The process is much like how I imagine Senate and House bill reconciliation committees must operate. Matt and I, as co-chairs of the Parental Committee on Hygiene, present our position that Simon stand so we can clean his tushie and legs, should keep toys and water inside the tub during a bath, and should allow us to pour water over his head to wash his hair. Simon, the Chair of the Toddler Health and Happiness Committee, protests that he is willing to get in the tub quite happily so long as he does not have to stand unless he wants to and is allowed to throw cups of water out of the tub at his will.
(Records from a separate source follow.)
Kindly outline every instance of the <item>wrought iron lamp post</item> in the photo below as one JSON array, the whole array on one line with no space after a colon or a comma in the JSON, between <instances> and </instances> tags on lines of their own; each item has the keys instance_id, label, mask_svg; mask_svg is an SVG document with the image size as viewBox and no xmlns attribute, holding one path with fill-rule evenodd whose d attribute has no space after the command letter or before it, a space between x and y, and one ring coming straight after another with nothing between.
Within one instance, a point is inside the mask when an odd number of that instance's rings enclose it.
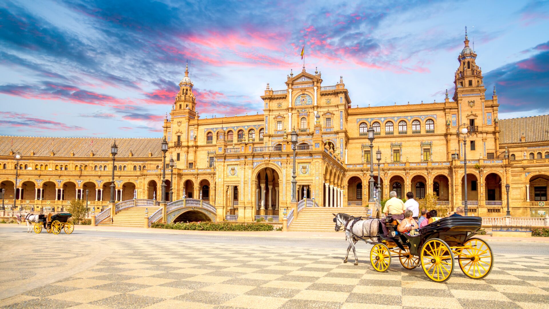
<instances>
[{"instance_id":1,"label":"wrought iron lamp post","mask_svg":"<svg viewBox=\"0 0 549 309\"><path fill-rule=\"evenodd\" d=\"M113 156L113 179L110 184L110 201L109 201L110 203L114 202L114 188L115 187L114 185L114 159L116 153L118 153L118 146L116 146L116 141L115 140L114 142L110 146L110 154Z\"/></svg>"},{"instance_id":2,"label":"wrought iron lamp post","mask_svg":"<svg viewBox=\"0 0 549 309\"><path fill-rule=\"evenodd\" d=\"M369 186L368 186L368 191L370 192L370 198L368 201L368 203L375 203L376 200L374 199L374 157L373 157L373 149L374 149L374 128L370 126L368 129L368 140L370 141L370 180L368 181L369 183Z\"/></svg>"},{"instance_id":3,"label":"wrought iron lamp post","mask_svg":"<svg viewBox=\"0 0 549 309\"><path fill-rule=\"evenodd\" d=\"M15 210L15 201L16 201L16 197L17 197L17 178L19 176L19 160L21 159L21 156L19 154L15 154L14 157L15 159L15 191L13 191L13 210ZM21 192L19 192L19 197L21 196ZM21 210L23 210L23 207L21 206Z\"/></svg>"},{"instance_id":4,"label":"wrought iron lamp post","mask_svg":"<svg viewBox=\"0 0 549 309\"><path fill-rule=\"evenodd\" d=\"M505 216L511 217L511 212L509 210L509 189L511 187L511 186L507 184L505 185L505 191L507 192L507 213L505 214Z\"/></svg>"},{"instance_id":5,"label":"wrought iron lamp post","mask_svg":"<svg viewBox=\"0 0 549 309\"><path fill-rule=\"evenodd\" d=\"M173 161L173 158L171 156L170 156L170 201L173 201L173 190L172 188L173 187L173 167L175 166L175 162Z\"/></svg>"},{"instance_id":6,"label":"wrought iron lamp post","mask_svg":"<svg viewBox=\"0 0 549 309\"><path fill-rule=\"evenodd\" d=\"M168 142L166 137L162 139L162 196L160 202L166 202L166 152L168 151Z\"/></svg>"},{"instance_id":7,"label":"wrought iron lamp post","mask_svg":"<svg viewBox=\"0 0 549 309\"><path fill-rule=\"evenodd\" d=\"M461 130L460 131L458 129L457 136L458 138L463 139L463 169L464 169L465 175L464 175L464 188L463 190L465 192L465 201L464 201L464 208L465 208L465 216L467 217L467 213L469 212L469 207L467 205L467 137L471 136L471 133L469 132L467 130L467 127L468 125L466 123L464 123L460 126L461 128Z\"/></svg>"},{"instance_id":8,"label":"wrought iron lamp post","mask_svg":"<svg viewBox=\"0 0 549 309\"><path fill-rule=\"evenodd\" d=\"M298 144L298 133L295 131L295 128L292 130L292 150L294 151L294 166L292 169L292 202L297 202L297 197L296 190L297 188L297 180L295 178L295 145Z\"/></svg>"}]
</instances>

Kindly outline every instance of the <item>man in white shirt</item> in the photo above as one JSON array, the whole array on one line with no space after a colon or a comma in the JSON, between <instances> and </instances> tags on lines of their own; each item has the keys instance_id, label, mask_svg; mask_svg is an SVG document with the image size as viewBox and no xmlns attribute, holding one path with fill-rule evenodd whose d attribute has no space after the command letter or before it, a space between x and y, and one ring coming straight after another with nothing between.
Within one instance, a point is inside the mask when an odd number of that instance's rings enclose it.
<instances>
[{"instance_id":1,"label":"man in white shirt","mask_svg":"<svg viewBox=\"0 0 549 309\"><path fill-rule=\"evenodd\" d=\"M412 211L412 217L417 220L417 217L419 216L419 203L413 199L413 194L411 192L406 194L406 202L404 203L404 207L407 209Z\"/></svg>"}]
</instances>

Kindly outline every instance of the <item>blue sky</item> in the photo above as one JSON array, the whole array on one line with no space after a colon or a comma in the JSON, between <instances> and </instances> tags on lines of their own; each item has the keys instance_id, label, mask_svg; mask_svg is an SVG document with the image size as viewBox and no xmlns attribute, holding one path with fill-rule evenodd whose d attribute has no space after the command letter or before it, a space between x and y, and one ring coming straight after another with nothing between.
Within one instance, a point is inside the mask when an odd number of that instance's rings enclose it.
<instances>
[{"instance_id":1,"label":"blue sky","mask_svg":"<svg viewBox=\"0 0 549 309\"><path fill-rule=\"evenodd\" d=\"M499 118L549 113L548 1L0 0L0 134L160 136L187 59L201 117L261 113L303 45L353 107L440 102L465 26Z\"/></svg>"}]
</instances>

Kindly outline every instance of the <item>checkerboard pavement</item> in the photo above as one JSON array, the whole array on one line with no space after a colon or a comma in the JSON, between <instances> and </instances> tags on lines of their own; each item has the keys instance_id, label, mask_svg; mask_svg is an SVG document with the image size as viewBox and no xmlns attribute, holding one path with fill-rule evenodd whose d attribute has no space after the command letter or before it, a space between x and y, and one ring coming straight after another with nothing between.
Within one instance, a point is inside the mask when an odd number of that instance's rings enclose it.
<instances>
[{"instance_id":1,"label":"checkerboard pavement","mask_svg":"<svg viewBox=\"0 0 549 309\"><path fill-rule=\"evenodd\" d=\"M378 273L358 244L344 250L153 240L102 240L112 253L90 268L0 300L0 308L253 309L547 308L549 257L495 256L484 280L457 264L445 284L393 259ZM351 252L352 255L352 252Z\"/></svg>"}]
</instances>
As for hair washing, the Honorable Senator from Toddlerdom attests that he is perfectly happy to have his hair washed as soon as the Honorable Representatives from Parenthood figure out a way to do so that involves neither shampoo nor water.
As the negotiations rage, much coaxing on the part of the Parents and a fair bit of shrieking on the part of the Toddler can be heard outside the chamber. For a while it looked like a compromise had been found in the form of having Simon lie back in the tub for hair washing, but one day, without notice, that option was suddenly tossed from committee and the previous stalemate returned. We suspect he’s using it as a bargaining chip for splashing, because truth be told he used to look like he enjoyed it; he’d lie back with only his face exposed and take on a dreamy and lost expression as he took in the sensation of being mostly submerged. But the base must be appeased, so lying back is no longer on the negotiating table.
After some months of arguing and crying about standing, hair washing, and water-tossing (dare I call it Cup-of-Watergate?) we have arrived at a tenuous compromise just in time for the August recess. Standing up was solved by offering limited self-rule in the form of “tickle-bubbles”. I had been trying to coax Simon to wash himself for a while, and finally got him interested when I lathered up my hands, tickled his tummy and sides, and gave the game that ridiculous moniker. It stuck, and lately Simon has happily stood and washed himself and let me help reach the tricky bits. Success!
Hair washing and Cup-of-Watergate have both been solved with a small plastic watering can. One night Simon was devastated to learn that he had to stop watering the plants and go take his bath, and I mollified him with a promise of taking the can into the tub. I had him “water” my feet and legs, and then I “watered” him-head and all. He loved it! The gentle shower from the watering can allows us to wash his hair without tears and, as an added bonus, Simon would rather water my feet, his own hands, or the tub, than throw a tumbler out of the tub.
The moral to this story is, I think, that many parenting struggles, if not so many legislatives stand-stills, can be resolved with humor and creativity. And the underlying terror of this for me is that there are instances where I have neither. The Parent and Toddler committees on Household Welfare are still deadlocked on Toddler Bill 1404 (Walking Through Parking Lots Not Holding Hands Act) and Parent bill 6549 (Not Kicking During Diaper Changes Act) with no resolution in sight. We’re hoping all parties will return from the August recess with a better spirit of compromise!